The Skull Simulator & Functional Gain
Peder Carlsson6 developed a skull simulator, which in essence is a modified artificial mastoid. The BAHA uses a small point source screw that is embedded in the mastoid bone. This point source approach is designed to be an efficient mechanical transducer that yields significantly more gain (+20 dB) than conventional bone conduction hearing aids. This is primarily why the BAHA has been reported to be useful for a wider range of hearing losses than conventional bone conduction hearing aids. Such a skull simulator can be used to measure the electro-mechanical characteristics of the BAHA for both quality control concerns and to develop coupler/functional gain transfer functions.

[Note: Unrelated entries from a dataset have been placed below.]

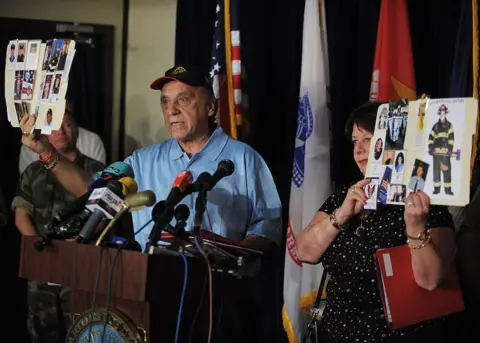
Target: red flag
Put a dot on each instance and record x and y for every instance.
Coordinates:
(393, 75)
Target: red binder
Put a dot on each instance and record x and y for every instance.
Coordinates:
(404, 302)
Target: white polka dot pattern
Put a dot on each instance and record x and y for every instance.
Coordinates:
(354, 311)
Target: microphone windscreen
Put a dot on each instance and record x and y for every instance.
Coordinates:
(130, 184)
(145, 198)
(120, 169)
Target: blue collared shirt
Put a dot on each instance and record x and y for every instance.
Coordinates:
(241, 204)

These functions will be limited by the accuracy of the functional gain measurea standard error for 7 dB or 5 dB increment steps and 2.8 dB for 2 dB increment steps. Because a BAHA has a well-defined connection that has stable electro-mechanical characteristics, such a transfer function is stable and can be applied directly to specification sheets to calculate expected functional gain in an a priori manner. It should be pointed out that this would not be the case with the now discontinued Xomed Audiant that used a less efficient bone conductor-like transducer.
Usefulness of Assessment
Functional gain, in conjunction with the appropriate skull simulator, can yield data that is both reliable and valid. Frequency-specific information can be determined within reasonable clinical time requirements to verify or to make adjustments. The data obtained can be correlated with other subjective test results that many clinicians have been using over the years, including the signal-to-noise ratio at 50% correct7, various speech-in-noise tests, and client satisfaction scales such as the SADL.8 Functional gain testing has some limitations, but these can be minimized if the incremental step size is kept small (e.g., 2 dB), especially near threshold, and as long as care is taken to prevent errors from entering into the calculations.

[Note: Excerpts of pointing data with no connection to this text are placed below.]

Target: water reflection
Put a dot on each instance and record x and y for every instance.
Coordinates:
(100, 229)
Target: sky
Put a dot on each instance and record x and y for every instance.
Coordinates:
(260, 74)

The author wishes to thank Elliott Berger for his comments on an earlier draft of this paper.
This article was submitted to HR by Marshall Chasin, MSc, coordinator of research at the Canadian Hearing Society. Correspondence can be addressed to HR or Marshall Chasin, Canadian Hearing Society, 271 Spadina Road, Toronto, Ontario M5R-2V3, Canada; email: [email protected].
1. Chasin M: Current trends in implantable hearing aids. Trends in Amplification 1997; 2 (3).
2. Chasin M: Bone conduction implants: The when and why. Hearing Review. 2000; 7(12):56-58.
3. Berger EH: Methods of measuring the attenuation of hearing protection devices. J Acoust Soc Amer 1986; 79 (6): 1655-1687.
4. American National Standards Instute. ANSI S3.6 (1996): Standard for audiometers. New York: ANSI, 1996.
5. Stenfelt S: Hearing by bone conduction: Physical and physiological aspects. Goteborg, Sweden: Dept. of Signals and Systems, Medical Electronics Group: Chalmers Univ of Technology, 1999.
6. Carlsson PU: On Direct Bone Conduction Hearing Devices. Technical Report No. 195, Goteborg, Sweden: Chalmers Univ. of Technology, 1990.
7. Hakansson B, Liden G, Tjellstrom A, Ringdahl A, Jacobsson M, Carlsson P & Erlandson BE: Ten years of experience with the Swedish bone-anchored hearing system. Ann Otol Rhinol & Laryngol 1990; Suppl. 151, 99 (10): Part 2.
8. Cox RM & Alexander GC: Measuring satisfaction with amplification in daily life: the SADL scale. Ear & Hear 1999; 20: 306-319.